Method: We propose the first interpretable diagnostic framework that decomposes performance across 10 mainstream benchmarks into contributions from 10 fine-grained cognitive abilities. Our approach innovatively integrates gradient-based importance scoring with targeted parameter ablation to define Ability Influence Scores (AIS), quantifying each ability’s causal contribution to model performance.

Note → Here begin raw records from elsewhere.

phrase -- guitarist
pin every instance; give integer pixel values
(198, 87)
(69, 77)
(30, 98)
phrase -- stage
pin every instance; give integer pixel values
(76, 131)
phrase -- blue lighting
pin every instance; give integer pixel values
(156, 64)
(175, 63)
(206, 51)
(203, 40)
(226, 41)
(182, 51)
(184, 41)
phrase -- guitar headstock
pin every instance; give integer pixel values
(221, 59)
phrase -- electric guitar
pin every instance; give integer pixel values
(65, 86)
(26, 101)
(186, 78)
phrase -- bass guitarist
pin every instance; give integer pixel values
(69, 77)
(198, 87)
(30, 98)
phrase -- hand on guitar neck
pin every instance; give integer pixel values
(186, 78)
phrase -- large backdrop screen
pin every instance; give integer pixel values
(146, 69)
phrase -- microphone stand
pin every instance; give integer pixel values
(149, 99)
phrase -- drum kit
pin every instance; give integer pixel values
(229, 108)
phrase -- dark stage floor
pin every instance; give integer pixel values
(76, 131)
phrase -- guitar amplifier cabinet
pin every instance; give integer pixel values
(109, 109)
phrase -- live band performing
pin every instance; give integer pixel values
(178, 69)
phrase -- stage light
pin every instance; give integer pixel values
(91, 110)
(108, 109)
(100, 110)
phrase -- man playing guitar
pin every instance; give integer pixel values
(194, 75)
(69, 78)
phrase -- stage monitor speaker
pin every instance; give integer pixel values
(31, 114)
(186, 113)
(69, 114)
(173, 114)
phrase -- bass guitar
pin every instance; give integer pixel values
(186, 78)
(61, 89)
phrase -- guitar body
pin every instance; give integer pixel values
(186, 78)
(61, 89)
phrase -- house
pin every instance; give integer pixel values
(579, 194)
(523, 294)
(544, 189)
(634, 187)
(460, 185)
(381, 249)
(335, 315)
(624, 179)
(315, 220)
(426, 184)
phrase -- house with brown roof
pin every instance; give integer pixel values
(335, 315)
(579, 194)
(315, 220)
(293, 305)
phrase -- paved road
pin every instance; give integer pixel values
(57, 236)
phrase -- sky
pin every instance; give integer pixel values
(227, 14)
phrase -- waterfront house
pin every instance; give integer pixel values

Contribution/Results: Experiments reveal that most benchmarks rely on synergistic multi-ability engagement—not isolated skills—and that datasets sharing identical high-level labels exhibit markedly divergent ability compositions. Notably, code generation tasks benefit substantially from holistic capability enhancement. The framework establishes a new, auditable, and attributable paradigm for LLM capability analysis, enabling precise, mechanism-aware evaluation beyond aggregate benchmark scores.
📝 Abstract
Large Language Models are commonly judged by their scores on standard benchmarks, yet such scores often overstate real capability since they mask the mix of skills a task actually demands. For example, ARC is assumed to test reasoning, while HellaSwag is designed to evaluate commonsense. However, we lack a systematic way to verify if these benchmarks actually measure these labels. We introduce Benchmark Profiling, a diagnostic framework that decomposes benchmark performance into ten cognitively grounded abilities. The method combines gradient-based importance scoring with targeted parameter ablation to compute an Ability Impact Score (AIS) that quantifies how much each ability contributes to a model's success on a given benchmark. Profiling three instruction-tuned models across ten widely used benchmarks yields four key findings: (i) most benchmarks draw on several abilities rather than one, (ii) datasets with similar labels rely on distinct ability mixtures, (iii) code-generation benchmarks reward broad, multi-skill improvement and thus show only modest gains from narrow domain-specific fine-tuning, and (iv) abilities irrelevant to the task could negatively affect performance. Benchmark Profiling therefore explains why performance gains do not always translate into user-perceived competence and offers a transparent tool for benchmark audit and model interpretability.